The Republican-dominated Florida House approved a Senate redistricting map drawn to fix errors identified by the Supreme Court.  However, James Call reports, Democrats are calling on the justices to again strike down what they call an incumbent-protection scheme.

The next stage in the once-a-decade process of dividing Florida into legislative districts is a return engagement at the Florida Supreme Court. House Redistricting Chairman, Wesley Chapel Republican Will Weatherford appears unconcerned that Democrats are calling on the court to reject the plan.

"Whenever you draw maps there are always going to be concerns. Nobody ever gets what they want and that is part of the process. When you have a fair process you draw it based on what legal compliance is there is always going to be people who draw it differently ."

Almost three weeks ago the Court directed lawmakers to draw the map differently. Justices said the legislature’s first effort did not follow new guidelines voters had approved. The Court cited eight districts as evidence of improper intent. Critics call it incumbent protection. The Senate’s original proposal did not place any two sitting senators in the same district, where as the map for the House of Representatives, which was approved by the court, had a third of the membership drawn into a reelection campaign against another incumbent. The new senate map places two incumbents against each other. 

 "But the court doesn’t say you have to do that. It’s the intent if you have the intent to make sure that incumbents don’t run against each other than that is a problem.
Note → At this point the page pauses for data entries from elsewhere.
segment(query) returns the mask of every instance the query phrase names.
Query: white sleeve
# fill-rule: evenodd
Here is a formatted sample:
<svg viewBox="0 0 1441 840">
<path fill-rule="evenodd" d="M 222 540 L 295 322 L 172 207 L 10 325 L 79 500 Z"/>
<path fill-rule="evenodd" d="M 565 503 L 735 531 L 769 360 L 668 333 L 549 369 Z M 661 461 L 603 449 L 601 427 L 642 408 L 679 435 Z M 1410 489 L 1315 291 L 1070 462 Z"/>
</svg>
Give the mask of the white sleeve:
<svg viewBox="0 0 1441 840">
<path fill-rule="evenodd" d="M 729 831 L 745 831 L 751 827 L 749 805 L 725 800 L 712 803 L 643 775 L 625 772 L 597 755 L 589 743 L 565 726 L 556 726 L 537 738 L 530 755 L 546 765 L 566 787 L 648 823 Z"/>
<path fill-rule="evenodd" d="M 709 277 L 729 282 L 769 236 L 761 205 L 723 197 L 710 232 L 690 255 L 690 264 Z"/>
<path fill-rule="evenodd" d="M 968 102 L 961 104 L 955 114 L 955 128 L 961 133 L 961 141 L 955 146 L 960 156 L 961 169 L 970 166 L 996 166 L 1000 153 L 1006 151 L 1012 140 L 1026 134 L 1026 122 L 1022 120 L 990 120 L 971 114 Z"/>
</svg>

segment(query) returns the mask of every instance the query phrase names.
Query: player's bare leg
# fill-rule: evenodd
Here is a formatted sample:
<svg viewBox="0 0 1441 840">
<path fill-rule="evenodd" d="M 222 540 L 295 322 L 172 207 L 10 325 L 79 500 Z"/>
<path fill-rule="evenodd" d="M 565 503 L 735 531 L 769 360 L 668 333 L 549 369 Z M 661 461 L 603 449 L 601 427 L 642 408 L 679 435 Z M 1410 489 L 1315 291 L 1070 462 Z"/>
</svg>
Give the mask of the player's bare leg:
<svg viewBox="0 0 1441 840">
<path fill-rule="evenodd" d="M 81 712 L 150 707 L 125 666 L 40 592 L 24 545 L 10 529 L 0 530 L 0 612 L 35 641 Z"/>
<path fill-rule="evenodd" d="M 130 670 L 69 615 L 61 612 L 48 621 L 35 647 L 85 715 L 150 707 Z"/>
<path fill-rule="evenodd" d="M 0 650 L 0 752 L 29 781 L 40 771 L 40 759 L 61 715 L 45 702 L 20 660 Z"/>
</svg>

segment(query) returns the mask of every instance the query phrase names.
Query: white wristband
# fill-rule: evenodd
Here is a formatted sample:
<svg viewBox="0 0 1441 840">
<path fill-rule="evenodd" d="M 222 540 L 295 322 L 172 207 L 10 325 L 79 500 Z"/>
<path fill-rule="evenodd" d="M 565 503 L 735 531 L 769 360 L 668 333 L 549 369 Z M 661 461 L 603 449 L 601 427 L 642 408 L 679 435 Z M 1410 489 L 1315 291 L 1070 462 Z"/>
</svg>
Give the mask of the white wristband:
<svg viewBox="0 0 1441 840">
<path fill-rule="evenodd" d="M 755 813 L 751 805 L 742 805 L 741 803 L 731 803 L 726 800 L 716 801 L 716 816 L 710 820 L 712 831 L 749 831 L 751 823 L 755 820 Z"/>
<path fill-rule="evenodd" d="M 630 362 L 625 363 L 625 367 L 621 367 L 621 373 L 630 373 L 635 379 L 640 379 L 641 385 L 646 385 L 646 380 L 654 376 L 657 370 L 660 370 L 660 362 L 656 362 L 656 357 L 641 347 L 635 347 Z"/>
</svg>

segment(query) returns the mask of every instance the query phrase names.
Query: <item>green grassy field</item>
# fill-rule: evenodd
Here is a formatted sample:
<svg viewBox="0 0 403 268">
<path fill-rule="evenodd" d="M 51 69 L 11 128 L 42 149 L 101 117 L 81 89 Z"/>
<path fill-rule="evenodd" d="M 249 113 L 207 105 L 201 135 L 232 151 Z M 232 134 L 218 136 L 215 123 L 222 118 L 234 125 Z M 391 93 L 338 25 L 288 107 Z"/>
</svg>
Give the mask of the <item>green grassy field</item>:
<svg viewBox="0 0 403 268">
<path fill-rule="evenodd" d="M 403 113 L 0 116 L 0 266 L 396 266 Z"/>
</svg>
But if you are in compliance with the amendment that is what they are looking at it is compactness, its geographic boundaries, it’s making sure that there is no political intent and the protection of minority districts."

And Weatherford says, the new map does that. Democrats agree that it is an improvement but argue it still does not comply with the Fair Districts amendment to the constitution. Palm Beach Democratic Rep. Evan Jenne offered an amendment fixing what Democrats see as lingering problems of compactness and minority representation.

"We think that the Jacksonville area could be more compact. We think there are some issues with western Orange County that could be more compact. And certainly some issues down in Palm Beach and Broward where we could bring compactness. In Hillsborough we could do a little better of a job to making it more friendly to the DOJ numbers, the Department of Justice numbers in terms of what the actual minority district looks like. So we make that a little more friendly to the DOJ guidelines."

The amendment was defeated along a party line vote. Jenne knew he didn’t have the votes to implement the changes. House Democratic leader Ron Saunders says House Republican leaders were committed to a gentleman’s agreement with the Senate to allow each chamber to draw its own map. Saunders say Democrats lined up behind the Jenne amendment to make a statement, to the Supreme Court.

"No matter how good a Democratic amendment would be it is not going to pass. We still we should offer if for no other reason than to give an alternative to the court to look at."

The House approved the senate map 61 to 47. The attorney general now has 15 days to transmit it to the Supreme Court. The justices will have 30 days to review it. If they reject it then the Court will draw the new districts for this November election.